Capital Economics has been named the most accurate forecaster of major global stock indices in Reuters polls. The 2023 LSEG StarMine Award was given for forecasting accuracy across 11 equities benchmarks and reflects the breadth and depth of our global coverage of macro and markets.

How to know if the market will go up or down? ›

If a stock is undervalued, it will likely go up. If a stock is overvalued, it will likely go down. Before you learn how to predict stock prices and how to predict the stock market in general, you need to determine which camp you're in.

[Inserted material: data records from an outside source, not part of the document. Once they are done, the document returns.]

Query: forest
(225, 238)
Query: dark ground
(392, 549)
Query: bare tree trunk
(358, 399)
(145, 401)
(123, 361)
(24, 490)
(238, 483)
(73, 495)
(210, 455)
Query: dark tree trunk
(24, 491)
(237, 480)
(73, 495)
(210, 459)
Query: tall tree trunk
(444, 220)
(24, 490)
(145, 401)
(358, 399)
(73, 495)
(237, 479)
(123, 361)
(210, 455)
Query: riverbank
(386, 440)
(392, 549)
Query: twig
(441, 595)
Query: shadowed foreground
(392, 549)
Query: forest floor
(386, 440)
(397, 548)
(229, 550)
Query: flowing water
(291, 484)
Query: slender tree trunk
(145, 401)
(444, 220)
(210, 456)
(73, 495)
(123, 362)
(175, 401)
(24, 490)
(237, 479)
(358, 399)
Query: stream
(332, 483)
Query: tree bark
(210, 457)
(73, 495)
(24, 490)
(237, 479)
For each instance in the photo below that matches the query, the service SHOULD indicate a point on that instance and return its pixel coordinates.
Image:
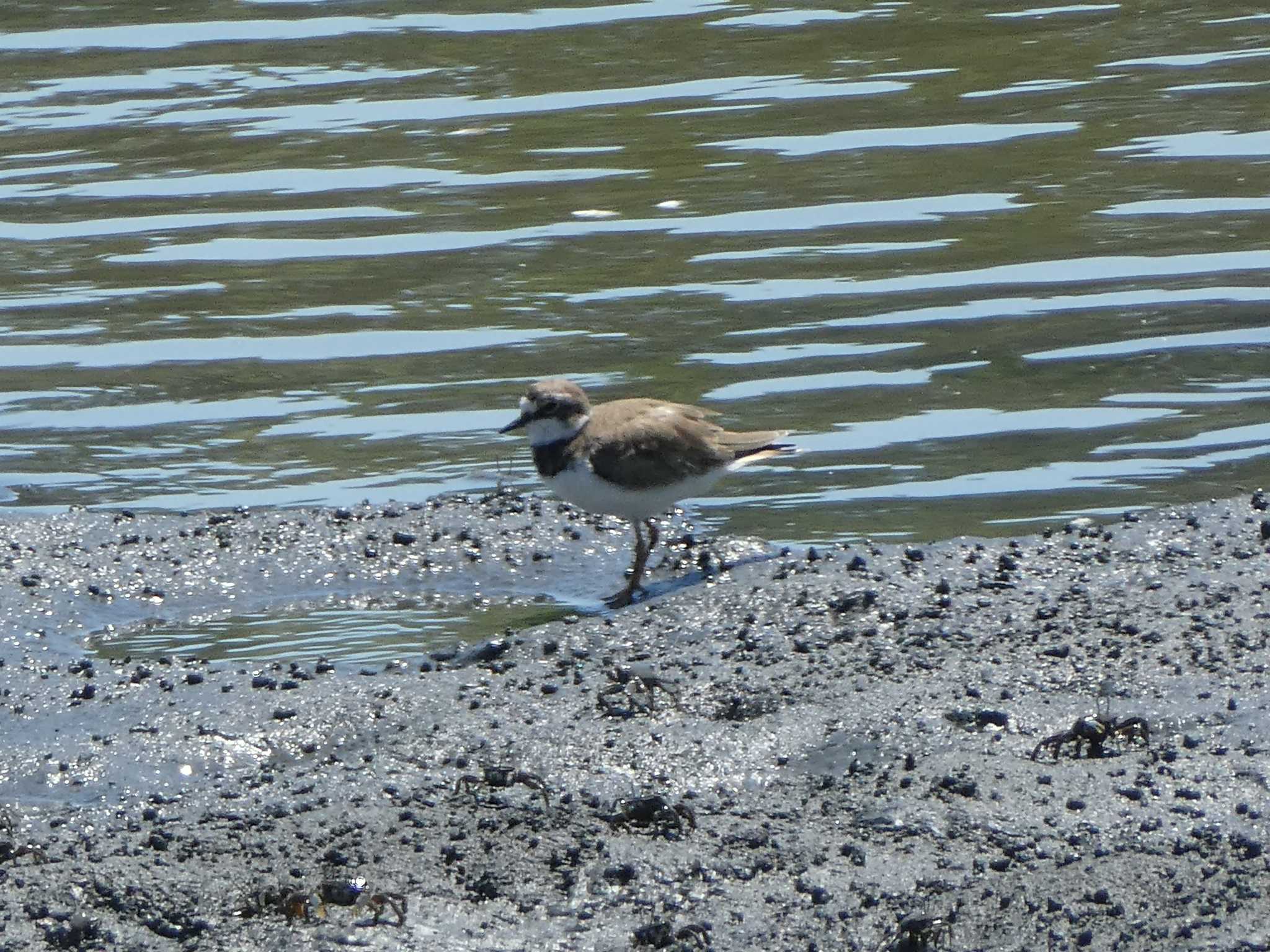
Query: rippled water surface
(993, 263)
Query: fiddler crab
(9, 850)
(502, 777)
(629, 681)
(311, 904)
(664, 935)
(918, 933)
(654, 811)
(1095, 731)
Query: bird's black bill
(517, 423)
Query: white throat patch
(551, 430)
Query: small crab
(291, 903)
(654, 811)
(9, 850)
(664, 935)
(630, 679)
(353, 892)
(920, 932)
(504, 777)
(1095, 730)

What is the best go to market approach? ›

Go-to-market strategies anticipate the challenges of this competitive space by thoroughly identifying the target market, articulating the product's value proposition, crafting a marketing plan, and developing a strategy for its sales and distribution channels.

What is one way of measuring the stock market's overall direction? ›

The Dow Jones Industrial Average, or the Dow for short, is one way of measuring the stock market's overall direction. It includes the prices of 30 of the most actively traded stocks. When the Dow goes up, it is considered bullish, and most stocks usually do well.